The covid-19 pandemic, for example, resulted in a worldwide lockdown and changed many living patterns, disrupting many machine learning models. Machine learning models used in supply chain management and sales forecasting, for example, became outdated as shopping shifted from brick-and-mortar to online retailers and needed to be retrained.

As a result, a critical component of any effective machine learning strategy is ensuring that you have the infrastructure and processes in place to capture and upgrade new data on a regular basis. You'll still need to find out how to mark the latest data if you're using supervised machine learning models. You can do this in some cases by providing resources that allow users to provide feedback on the machine learning models' predictions. In certain cases, you'll have to manually mark new data.

according to Rochwerger and Pang-

“Don't forget to set aside funds for your model's continuing preparation. Models must be updated on a regular basis, or they will become less reliable as the real world shifts around them."

Make a Perfect TEAM

Your models will have an effect on people's jobs and lives (as well as your company's bottom line) if you use applied machine learning. As a result, a small group of data scientists would seldom be able to execute an effective machine learning strategy.

“It's rare for a business issue to be solved solely by a blueprint. The majority of problems are multifaceted and necessitate a diverse set of skills—data pipelines, technology, user experience, and business risk analysis,” Rochwerger and Pang write in Real World AI. “To put it another way, machine learning is only useful if it is integrated into a business process, a customer interface, or a product and then released.”

A cross-functional team of people from various disciplines and backgrounds is needed for applied machine learning. And they aren't all technical.

Subject matter experts would need to double-check the accuracy of the training data and the model's conclusions. Product managers would need to define the machine learning strategy's business goals and expected outcomes. Via interviews with and input from system end-users, user researchers will aid in the validation of the model's results. In addition, an ethics committee will be established to recognise sensitive areas where machine learning models could cause harm.

Rochwerger and Pang write that “the nontechnical components of a good AI solution are just as important, if not more important, than the strictly technical skills required to construct a model.”

Applied machine learning necessitates technological assistance in addition to data science expertise. Computer engineers will be needed to assist in the integration of the models into the organization's other software. During training and maintenance, data engineers would need to set up the data infrastructure and plumbing that feeds the models. Furthermore, the IT department will be responsible for providing the computing, network, and storage services needed to train and serve the machine learning models.

“Without access to the data, resources, and infrastructure required to ingest each dataset, save it, transfer it to the right location, and manipulate it,” Rochwerger and Pang write, “it will be impossible to achieve success even with a wonderful business plan, a well-articulated, unique issue, and a great team.”
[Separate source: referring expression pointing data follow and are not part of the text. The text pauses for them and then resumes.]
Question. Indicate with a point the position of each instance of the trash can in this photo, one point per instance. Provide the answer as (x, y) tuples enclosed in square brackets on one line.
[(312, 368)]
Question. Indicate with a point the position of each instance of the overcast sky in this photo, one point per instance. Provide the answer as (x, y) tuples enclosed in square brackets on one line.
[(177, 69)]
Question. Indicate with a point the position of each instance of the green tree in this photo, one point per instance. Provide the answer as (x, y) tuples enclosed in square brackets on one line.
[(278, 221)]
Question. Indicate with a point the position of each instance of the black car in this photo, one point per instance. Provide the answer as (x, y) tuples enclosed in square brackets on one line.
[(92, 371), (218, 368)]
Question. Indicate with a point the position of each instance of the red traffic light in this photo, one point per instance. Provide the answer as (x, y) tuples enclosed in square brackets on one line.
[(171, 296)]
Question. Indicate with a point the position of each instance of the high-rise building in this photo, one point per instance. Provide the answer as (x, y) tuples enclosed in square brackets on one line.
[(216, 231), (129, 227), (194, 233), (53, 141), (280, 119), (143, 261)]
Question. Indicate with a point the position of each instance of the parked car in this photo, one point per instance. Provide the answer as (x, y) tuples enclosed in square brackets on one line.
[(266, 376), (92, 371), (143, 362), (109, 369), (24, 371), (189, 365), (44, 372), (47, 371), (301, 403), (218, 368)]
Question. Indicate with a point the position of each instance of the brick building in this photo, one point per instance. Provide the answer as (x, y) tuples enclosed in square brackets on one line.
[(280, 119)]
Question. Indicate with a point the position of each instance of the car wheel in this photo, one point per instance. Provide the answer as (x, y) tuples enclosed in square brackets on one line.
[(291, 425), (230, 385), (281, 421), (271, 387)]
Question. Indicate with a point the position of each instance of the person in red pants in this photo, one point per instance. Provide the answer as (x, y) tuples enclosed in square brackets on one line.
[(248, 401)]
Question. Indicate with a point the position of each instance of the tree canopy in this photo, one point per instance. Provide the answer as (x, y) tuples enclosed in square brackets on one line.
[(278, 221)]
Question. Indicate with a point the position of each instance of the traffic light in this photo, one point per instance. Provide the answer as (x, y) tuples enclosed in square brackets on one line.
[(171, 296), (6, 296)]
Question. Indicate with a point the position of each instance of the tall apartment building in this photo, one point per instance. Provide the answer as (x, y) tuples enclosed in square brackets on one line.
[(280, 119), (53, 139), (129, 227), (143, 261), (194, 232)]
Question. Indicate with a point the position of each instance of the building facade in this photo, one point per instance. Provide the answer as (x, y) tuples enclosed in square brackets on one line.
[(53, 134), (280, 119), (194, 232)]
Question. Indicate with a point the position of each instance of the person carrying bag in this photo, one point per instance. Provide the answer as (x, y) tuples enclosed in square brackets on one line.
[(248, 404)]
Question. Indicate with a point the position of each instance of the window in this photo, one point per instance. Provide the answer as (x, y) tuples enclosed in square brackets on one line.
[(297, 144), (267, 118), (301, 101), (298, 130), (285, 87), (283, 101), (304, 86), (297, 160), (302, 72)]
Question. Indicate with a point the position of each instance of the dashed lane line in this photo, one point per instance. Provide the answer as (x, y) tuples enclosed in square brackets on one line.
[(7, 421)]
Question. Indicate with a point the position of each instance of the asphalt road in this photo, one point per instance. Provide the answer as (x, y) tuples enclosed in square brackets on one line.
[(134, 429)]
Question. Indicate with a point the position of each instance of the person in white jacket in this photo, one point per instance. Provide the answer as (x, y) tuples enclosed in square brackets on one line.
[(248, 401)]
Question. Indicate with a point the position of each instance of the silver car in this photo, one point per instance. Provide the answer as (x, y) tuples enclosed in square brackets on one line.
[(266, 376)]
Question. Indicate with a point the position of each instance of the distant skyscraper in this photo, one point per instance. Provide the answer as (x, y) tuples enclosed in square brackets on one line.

Developing a "Right Strategy" of Machine Learning

These are only a few of the biggest challenges you'll face while using machine learning in the real world. To make your machine learning strategy work, you'll need a few more components. Rochwerger and Pang address pilot projects, the "design vs. buy" debate, production problems, security and privacy concerns, and the ethical challenges of applied machine learning in their book. They offer a lot of real-world examples of how to do it correctly and avoid botching your machine learning project.

“There's no need to be scared of artificial intelligence. It isn't magic, and it certainly isn't rocket science. You can do this, and you can do it well, with hard work and the right team working together collaboratively,” Rochwerger and Pang write.